Veolia (P.S : devenu Transdev) semble être plus réservé sur le transfert automatique mais remarque qu'il pose assez peu de problèmes dans le domaine urbain. Le groupe se dit favorable à une convention collective pensée en commun avec l'ensemble des acteurs et des opérateurs. Le groupe met évidemment en avant son expérience en Allemagne et considère que l'ouverture du marché peut réellement être l'occasion de faire mieux pour un moindre coût.

De son côté la DB, avec sa filiale Arriva, considère que le rapport traite les nouveaux opérateurs comme des "start-up". La DB prône une ouverture franche du marché, faisant remarquer la forte pénétration de Keolis, filiale de la SNCF, sur le marché allemand.
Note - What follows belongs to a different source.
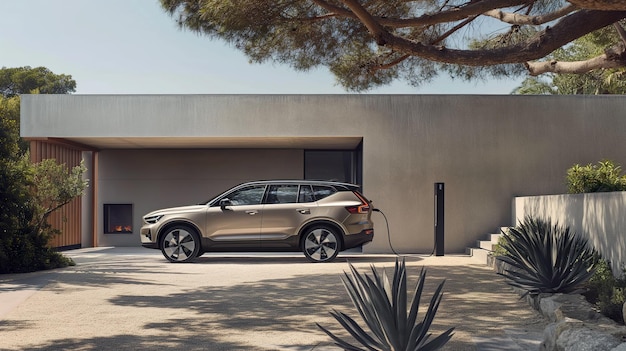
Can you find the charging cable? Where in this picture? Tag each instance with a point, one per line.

Sur la question sociale, la DB rappelle que l'ouverture de son marché en 1994 s'est réalisée sans harmonisation sociale pour libérer la flexibilité des candidats et inciter l'entreprise historique à se réformer.
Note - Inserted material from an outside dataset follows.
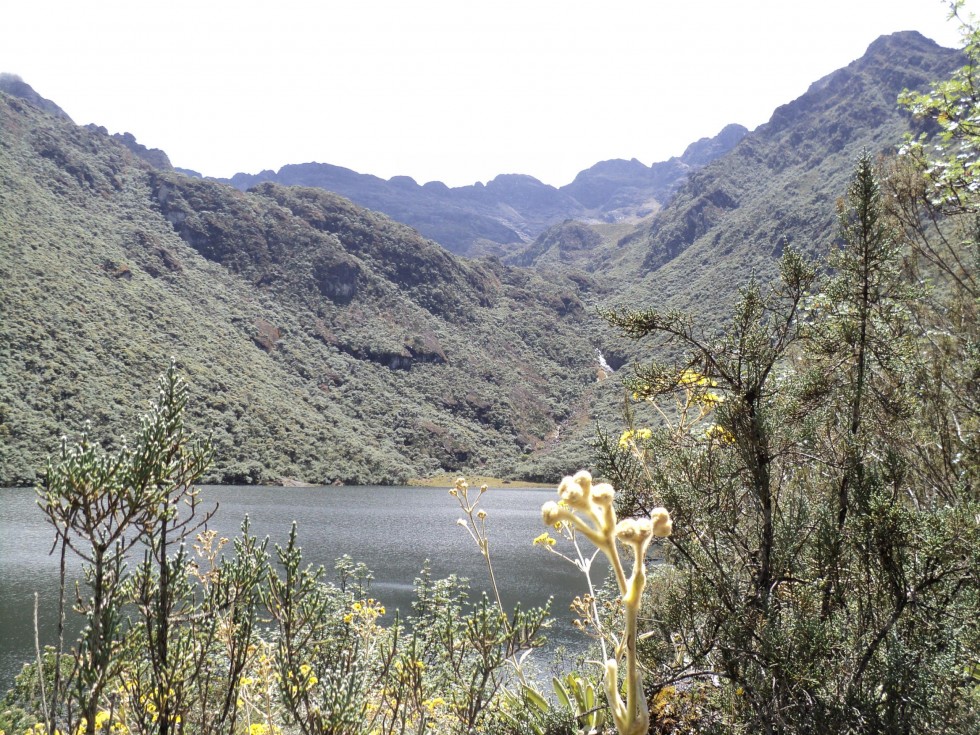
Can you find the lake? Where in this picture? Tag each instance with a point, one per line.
(393, 530)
Néanmoins, la DB condière que cette harmonisation est nécessaire au-dela pour éviter une compétition uniquement centrée sur le prix des prestations et dont le personnel serait la variable d'ajustement. La DB est opposée au transfert automatique des personnels et considère que l'accès aux ateliers de maintenance de la SNCF ne saurait être qu'une solution transitoire avant que les exploitants ne disposent de leurs propres équipements. Enfin, la DB rappelle la nécessité de définir un cahier des charges précis du service demandé par les Régions et surtout que les opérateurs disposent d'une latitude pour gérer l'éxécution du plan de transport en fonction de la réalité des situations.
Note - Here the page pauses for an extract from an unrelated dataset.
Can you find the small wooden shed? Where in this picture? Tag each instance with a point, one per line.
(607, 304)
De leurs côtés, les organisations syndicales accueillent plus fraîchement le rapport et demandent l'organisation d'une table ronde sur l'avenir du ferroviaire en France.

Mais peut-on faire l'impasse d'une expérimentation encadrée pour sortir des propos convenus et chercher l'ensemble des solutions pour créer les conditions d'un chemin de fer régional performant, attractif et économiquement supportable pour les finances publiques ?

Une solution unique ?

Le principe de la délégation de service public fonctionne sur les réseaux de transports urbains et pourrait donc être transposé dans le domaine ferroviaire, non sans quelques difficultés, notamment quant à la relation entre les exploitants privés et les installations de maintenance du matériel et des infrastructures. Dans le transport urbain, ces équipements sont confiés au délégataire mais appartiennent en réalité à la collectivité.

En situation intermédiaire, le schéma prévalant en Bretagne sur les lignes de l'ex-Réseau breton n'est pas à écarter : Transdev (sous l'appellation historique de CFTA), est le fermier, sous-traitant, de SNCF Mobilités qui lui fournit le matériel roulant et en assure l'entretien patrimonial. Transdev gère l'exploitation, les gares, la commercialisation du service et la petite maintenance des autorails. On retrouve également cette situation en Sologne avec la ligne du Blanc-Argent, sous-traitée à Keolis (Compagnie du Blanc-Argent).

Dernier ressort, l'exploitation en régie régionale, moyennant la sortie des lignes du réseau ferré national avec - pour l'instant - la contrainte d'une étanchéité vis à vis de ce dernier. Mais il ne s'agit plus à proprement parler d'une mise en concurrence mais d'un autre modèle d'exploitation ferroviaire.